RPA provides a scripted response with multiple defined pathways. As RPA footprints mature, shared services / components are introduced to create scale and promote reuse. So, when a process is executed, it has a specific identity at the time for all of the constituent components used for the final delivery of service. Should an issue occur, the traceability of the parts and their context (data, events, semantics, stakeholders, etc.) would need to be analyzed to assess root cause and explain causality and impact.


This is simple compared to the more elaborate situations where processes and services are being assembled to respond to one or more demands. As process design moves from modeling into dynamic assembly of activities, each activity now will need it’s own identity and the decisions used to guide assembly and directionality (selection of a given pathway or executing simultaneous pathways of activities) will need their own identities. This gets even more interesting as assembled orchestration involves components that are controlling other devices and increasingly controlling the end product being used by a customer. The lines of product, service, and experience become increasingly blurry using current perspectives. We will need to look more closely at smaller and smaller components and find ways of identifying them so we can trace, audit, and understand performance of processes, services, and products across the span of the supply chain and value chain.


Relationships:

So, a lot of work is focused on capturing the “nodes” but very little is known or captured about the relationships between these nodes. That is where causal factor analysis often gets very difficult (time consuming, resource intensive, and perhaps incomplete). For example: Suppose a cutting tool needs to have its blade sharpened or replaced. How do you make the right decision about when you perform the maintenance for something as “simple” as a cutting blade ? What are the temporal impacts around making the decision ? How would an algorithm address the complexities of causality and balance the need for sub-optimal cost management in the supply chain ops against the potential impacts of fabrication (downstream assembly) vs. operational performance (product in use by customer) ? Trying to insert all these variables into a matrix will drive compute costs up (to say nothing about the energy needs to support those complex analyses).

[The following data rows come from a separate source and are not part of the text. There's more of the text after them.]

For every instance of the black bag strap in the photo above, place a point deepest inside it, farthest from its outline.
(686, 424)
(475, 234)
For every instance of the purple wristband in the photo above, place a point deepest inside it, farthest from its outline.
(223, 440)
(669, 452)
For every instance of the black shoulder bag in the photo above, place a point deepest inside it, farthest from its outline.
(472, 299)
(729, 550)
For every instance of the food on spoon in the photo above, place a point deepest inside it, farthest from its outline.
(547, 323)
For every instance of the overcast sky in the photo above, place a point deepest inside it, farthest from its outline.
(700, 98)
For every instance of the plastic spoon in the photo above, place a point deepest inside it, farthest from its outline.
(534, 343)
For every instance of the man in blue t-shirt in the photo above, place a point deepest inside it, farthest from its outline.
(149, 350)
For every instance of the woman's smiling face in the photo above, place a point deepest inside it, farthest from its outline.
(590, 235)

Our brains are able to handle these much more efficiently because we have the ability to map models on demand and the run the data (as best we can) through those models and quickly arrive at a “gut reaction” for a decision. Of course this used to work fine before we started to connect everything in the supply chain into a large scale Digital Twin. More opportunity perhaps to evolve models, analytics, and machine learning (to identify relationship, instantiate them, and help attribute them in support of the analytics).


Scenarios:

Part of the challenge with building these Digital Twins is the need for formalizing how scenarios are captured, scoping these out and identifying natural boundary points for separation of responsibilities and simplifying the problem space to focus compute resources more effectively. I’m a big fan of DDD (domain driven design) as it can help with the articulation of domains, resources, and the capabilities (yes, this is where I believe we can incorporate business architecture more effectively) into a dynamic model that can be used to guide the modeling of scenarios within agreed upon boundary points. Done right, we might actually be able to incorporate the elusive requirements into this space to augment decisions and impact analysis about how to drive change management using What IF planning for operations (initially), for products (over time), and for the business (eventually).


Many of these challenges can be addressed today using Biz:DNAⒸ models and applying these in conventional technologies. As the key areas involving models and architecture disciplines converge to form a digital twin, organizations will be able to build scale into their supply chains and value chains to manage the accelerating pace of complexity and change associated with the increasingly democratized future of manufacturing.